A life changing experience

Submitted by Prometheus 6 on May 31, 2004 - 6:32am.
on War

For Soldiers Back From Iraq, Basic Training in Resuming Life
By MONICA DAVEY

FORT RILEY, Kan. — Lt. Col. Dan McClure struts up and down the auditorium in his camouflage fatigues, every bit the drill sergeant he was for years: tormenting any poor soul whose cellphone dares to ring, anyone with the unfortunate rank of lieutenant, anyone blond.

At other incongruous moments on this morning, the gruff officer turns gentle, sounding oddly like Oprah.

Colonel McClure, now an Army chaplain, is here to warn the hundreds of soldiers before him who had returned five days earlier from Iraq, their uniforms still mildewed from the months away, that whatever they think right now, coming home may not be as easy as it seems.

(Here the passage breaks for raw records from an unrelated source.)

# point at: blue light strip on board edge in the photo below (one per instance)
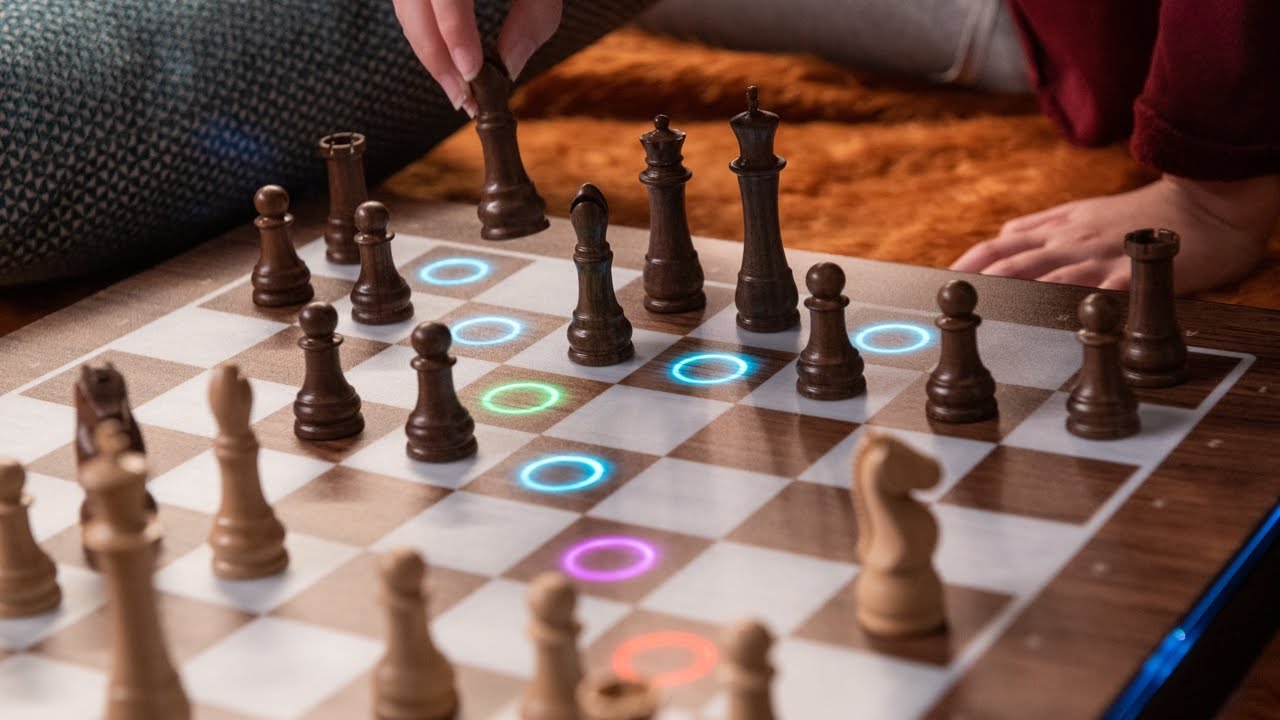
(1175, 646)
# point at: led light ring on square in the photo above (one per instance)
(552, 393)
(739, 367)
(480, 269)
(704, 657)
(863, 340)
(513, 329)
(647, 556)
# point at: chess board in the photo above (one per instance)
(682, 490)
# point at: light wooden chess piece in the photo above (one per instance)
(142, 684)
(247, 540)
(897, 591)
(28, 578)
(608, 697)
(557, 669)
(412, 680)
(745, 670)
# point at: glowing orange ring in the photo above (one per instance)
(704, 657)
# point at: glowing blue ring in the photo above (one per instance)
(513, 328)
(863, 338)
(480, 270)
(740, 368)
(595, 473)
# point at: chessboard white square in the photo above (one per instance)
(999, 551)
(41, 688)
(82, 593)
(387, 456)
(387, 378)
(478, 533)
(425, 308)
(277, 668)
(551, 355)
(639, 419)
(197, 336)
(955, 455)
(488, 629)
(1162, 428)
(883, 383)
(33, 428)
(186, 408)
(732, 580)
(310, 559)
(689, 497)
(196, 483)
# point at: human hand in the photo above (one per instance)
(444, 36)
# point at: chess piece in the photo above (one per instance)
(897, 591)
(1101, 405)
(960, 390)
(557, 666)
(28, 578)
(344, 159)
(412, 680)
(380, 295)
(599, 333)
(327, 408)
(142, 683)
(767, 297)
(510, 205)
(439, 428)
(247, 540)
(1155, 354)
(745, 670)
(672, 274)
(608, 697)
(279, 277)
(830, 367)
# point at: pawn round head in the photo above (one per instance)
(1098, 314)
(373, 218)
(318, 319)
(403, 570)
(826, 281)
(958, 297)
(432, 340)
(272, 201)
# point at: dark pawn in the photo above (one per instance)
(1155, 354)
(380, 295)
(672, 274)
(599, 333)
(766, 295)
(960, 388)
(830, 368)
(510, 205)
(327, 408)
(1101, 405)
(439, 428)
(279, 277)
(344, 159)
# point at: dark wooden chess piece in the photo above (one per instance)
(599, 332)
(672, 274)
(1155, 354)
(327, 408)
(439, 428)
(510, 205)
(830, 367)
(1101, 405)
(279, 277)
(767, 297)
(344, 158)
(380, 295)
(960, 390)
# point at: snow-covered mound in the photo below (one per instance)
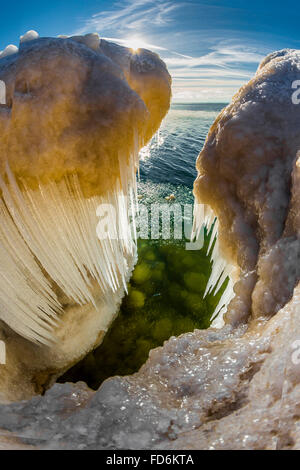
(237, 387)
(244, 176)
(77, 110)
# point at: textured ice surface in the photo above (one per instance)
(244, 174)
(237, 387)
(77, 112)
(213, 389)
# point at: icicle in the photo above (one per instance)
(203, 215)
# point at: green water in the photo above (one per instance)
(165, 298)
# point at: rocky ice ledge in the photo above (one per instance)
(237, 387)
(77, 111)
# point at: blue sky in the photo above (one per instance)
(211, 47)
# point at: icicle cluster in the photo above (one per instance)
(221, 269)
(48, 242)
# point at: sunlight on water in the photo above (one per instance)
(171, 154)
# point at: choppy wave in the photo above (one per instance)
(171, 155)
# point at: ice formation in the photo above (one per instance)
(244, 175)
(237, 387)
(77, 112)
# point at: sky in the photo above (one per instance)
(211, 47)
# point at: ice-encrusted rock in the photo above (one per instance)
(232, 388)
(213, 389)
(75, 114)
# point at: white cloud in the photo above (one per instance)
(131, 15)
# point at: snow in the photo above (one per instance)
(71, 131)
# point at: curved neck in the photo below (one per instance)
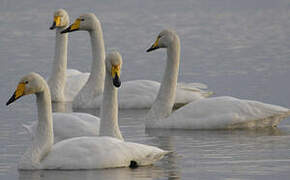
(109, 110)
(96, 79)
(164, 102)
(58, 75)
(43, 139)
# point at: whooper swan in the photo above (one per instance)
(132, 94)
(64, 83)
(75, 153)
(209, 113)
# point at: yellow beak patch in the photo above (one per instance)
(115, 70)
(19, 90)
(75, 25)
(57, 20)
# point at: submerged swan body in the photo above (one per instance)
(79, 152)
(209, 113)
(64, 83)
(132, 94)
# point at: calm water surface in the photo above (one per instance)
(238, 48)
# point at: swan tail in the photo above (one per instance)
(192, 86)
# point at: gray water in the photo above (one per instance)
(238, 48)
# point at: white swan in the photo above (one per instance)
(64, 83)
(75, 153)
(209, 113)
(132, 94)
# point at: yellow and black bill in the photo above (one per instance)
(56, 22)
(19, 92)
(74, 27)
(154, 46)
(116, 76)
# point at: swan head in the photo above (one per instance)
(60, 19)
(29, 84)
(164, 39)
(113, 66)
(85, 22)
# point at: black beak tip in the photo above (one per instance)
(117, 84)
(64, 31)
(116, 81)
(11, 100)
(52, 26)
(151, 49)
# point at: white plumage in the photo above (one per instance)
(209, 113)
(64, 83)
(132, 94)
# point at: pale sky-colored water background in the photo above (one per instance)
(238, 48)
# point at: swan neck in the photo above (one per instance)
(58, 75)
(43, 139)
(97, 75)
(109, 110)
(164, 102)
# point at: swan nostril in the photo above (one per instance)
(133, 164)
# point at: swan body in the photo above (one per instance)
(78, 152)
(69, 125)
(95, 153)
(223, 113)
(132, 94)
(140, 94)
(209, 113)
(64, 83)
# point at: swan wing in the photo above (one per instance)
(68, 125)
(99, 153)
(224, 113)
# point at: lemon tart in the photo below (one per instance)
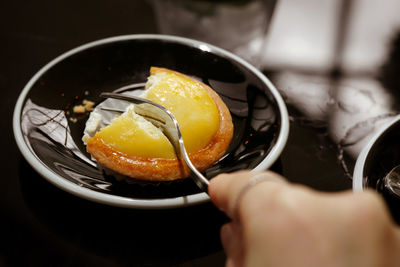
(134, 147)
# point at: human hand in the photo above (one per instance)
(276, 223)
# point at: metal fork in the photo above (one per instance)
(165, 120)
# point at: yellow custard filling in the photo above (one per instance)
(189, 102)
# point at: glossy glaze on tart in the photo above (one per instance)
(132, 146)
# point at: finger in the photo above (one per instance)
(225, 190)
(232, 242)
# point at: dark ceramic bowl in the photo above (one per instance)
(380, 155)
(49, 134)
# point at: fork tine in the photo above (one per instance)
(165, 120)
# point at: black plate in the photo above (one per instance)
(49, 134)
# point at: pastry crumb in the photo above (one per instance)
(74, 120)
(86, 105)
(79, 109)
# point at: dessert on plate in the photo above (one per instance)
(134, 147)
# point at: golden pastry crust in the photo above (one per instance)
(159, 169)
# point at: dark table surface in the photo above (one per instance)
(44, 226)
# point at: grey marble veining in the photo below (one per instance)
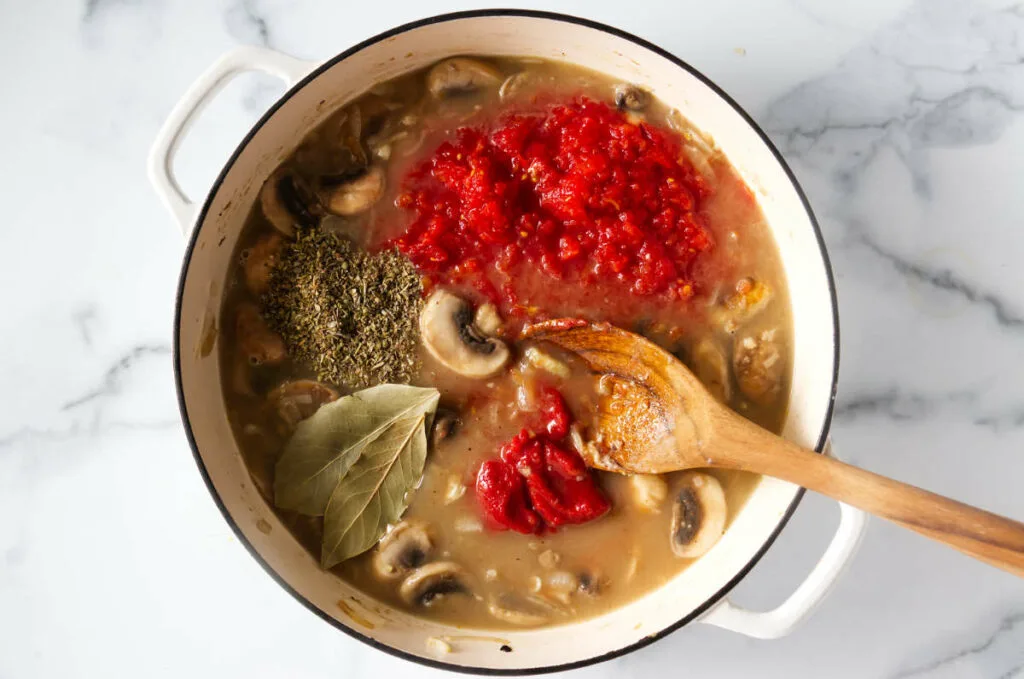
(904, 122)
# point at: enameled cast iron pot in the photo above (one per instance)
(213, 226)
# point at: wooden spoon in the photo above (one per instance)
(655, 417)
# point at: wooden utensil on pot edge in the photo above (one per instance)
(656, 417)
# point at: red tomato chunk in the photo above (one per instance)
(579, 193)
(538, 482)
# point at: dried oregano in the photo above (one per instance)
(349, 314)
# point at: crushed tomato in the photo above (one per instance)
(539, 483)
(578, 193)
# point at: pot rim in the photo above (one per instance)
(228, 165)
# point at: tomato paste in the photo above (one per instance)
(539, 482)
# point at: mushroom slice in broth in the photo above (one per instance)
(430, 584)
(408, 546)
(461, 76)
(698, 515)
(259, 344)
(287, 202)
(355, 196)
(451, 337)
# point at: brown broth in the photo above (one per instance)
(628, 551)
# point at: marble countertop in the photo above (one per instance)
(903, 122)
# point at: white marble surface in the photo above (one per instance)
(903, 121)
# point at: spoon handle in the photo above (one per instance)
(990, 538)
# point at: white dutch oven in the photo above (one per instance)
(697, 593)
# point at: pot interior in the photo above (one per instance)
(275, 136)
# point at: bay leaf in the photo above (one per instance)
(375, 492)
(326, 446)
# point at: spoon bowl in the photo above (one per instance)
(654, 416)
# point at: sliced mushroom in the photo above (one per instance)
(259, 260)
(287, 202)
(759, 365)
(631, 97)
(698, 515)
(294, 400)
(355, 196)
(259, 344)
(749, 298)
(432, 583)
(520, 610)
(712, 368)
(561, 585)
(461, 76)
(487, 320)
(543, 361)
(451, 337)
(649, 492)
(408, 546)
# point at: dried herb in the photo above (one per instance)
(354, 461)
(350, 314)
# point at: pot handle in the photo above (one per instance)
(782, 620)
(160, 165)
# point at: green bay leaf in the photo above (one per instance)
(326, 446)
(375, 492)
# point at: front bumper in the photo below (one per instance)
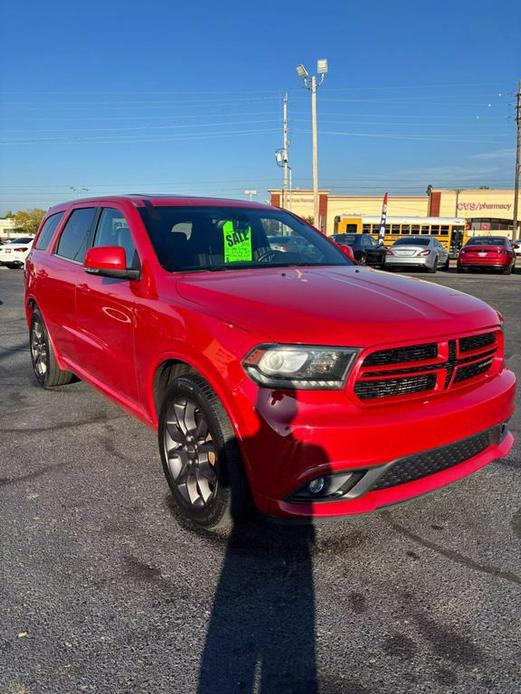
(492, 263)
(301, 436)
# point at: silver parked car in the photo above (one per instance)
(424, 252)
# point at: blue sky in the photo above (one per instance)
(186, 97)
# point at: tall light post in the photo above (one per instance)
(312, 83)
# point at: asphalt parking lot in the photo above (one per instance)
(102, 590)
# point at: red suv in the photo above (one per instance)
(494, 252)
(292, 380)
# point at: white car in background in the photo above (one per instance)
(14, 253)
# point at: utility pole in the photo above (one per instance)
(285, 148)
(312, 84)
(458, 191)
(515, 227)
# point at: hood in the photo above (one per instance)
(335, 305)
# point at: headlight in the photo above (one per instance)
(299, 366)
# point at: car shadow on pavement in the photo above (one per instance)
(261, 635)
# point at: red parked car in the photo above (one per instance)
(494, 252)
(291, 381)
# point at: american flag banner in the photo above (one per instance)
(381, 233)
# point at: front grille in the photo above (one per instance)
(402, 354)
(437, 367)
(420, 465)
(471, 370)
(468, 344)
(368, 390)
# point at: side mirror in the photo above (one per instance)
(347, 251)
(109, 261)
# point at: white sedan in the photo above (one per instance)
(14, 252)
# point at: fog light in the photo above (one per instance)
(317, 485)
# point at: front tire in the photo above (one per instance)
(200, 455)
(434, 267)
(45, 367)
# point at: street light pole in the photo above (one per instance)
(515, 221)
(312, 83)
(316, 204)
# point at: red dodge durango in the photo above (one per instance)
(289, 381)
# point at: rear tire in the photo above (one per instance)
(200, 455)
(45, 367)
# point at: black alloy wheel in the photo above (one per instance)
(39, 353)
(45, 367)
(200, 456)
(190, 452)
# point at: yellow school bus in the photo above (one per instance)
(450, 231)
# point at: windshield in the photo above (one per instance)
(24, 239)
(413, 241)
(345, 239)
(486, 241)
(228, 238)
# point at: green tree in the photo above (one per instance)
(28, 221)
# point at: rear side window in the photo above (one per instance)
(74, 240)
(48, 229)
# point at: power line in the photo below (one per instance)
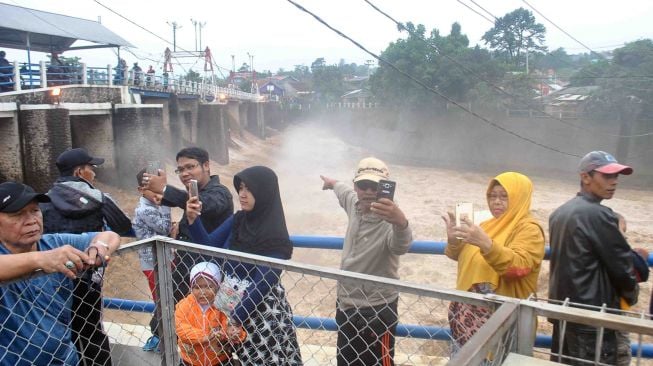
(428, 88)
(401, 26)
(476, 11)
(485, 10)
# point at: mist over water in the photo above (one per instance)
(304, 151)
(300, 153)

After the first embraces with cameras clicking, the homecoming parties, life may get complicated in unimagined ways.

You may find yourself driving your tiny Honda too fast down the center of a Kansas highway, the way you did with your Humvee in Iraq, he tells them. You may get claustrophobic at Wal-Mart, or shaky when a car backfires or a bright light flashes. While you crave sex, your wife may crave conversation. And you will surely get "dumb question No. 3" from those who never set a boot in Iraq: Did you shoot anyone over there?

Colonel McClure, who did two combat tours in Vietnam, shares his own crass retort: "I don't know. I never went to look." But as laughter seeps through the rows, he turns sensitive again. Never answer the shooting question, he advises, because it will only prompt another: How did it feel?

"Don't let them get to that follow-up question," he warns the soldiers, now silent. "That one hurts."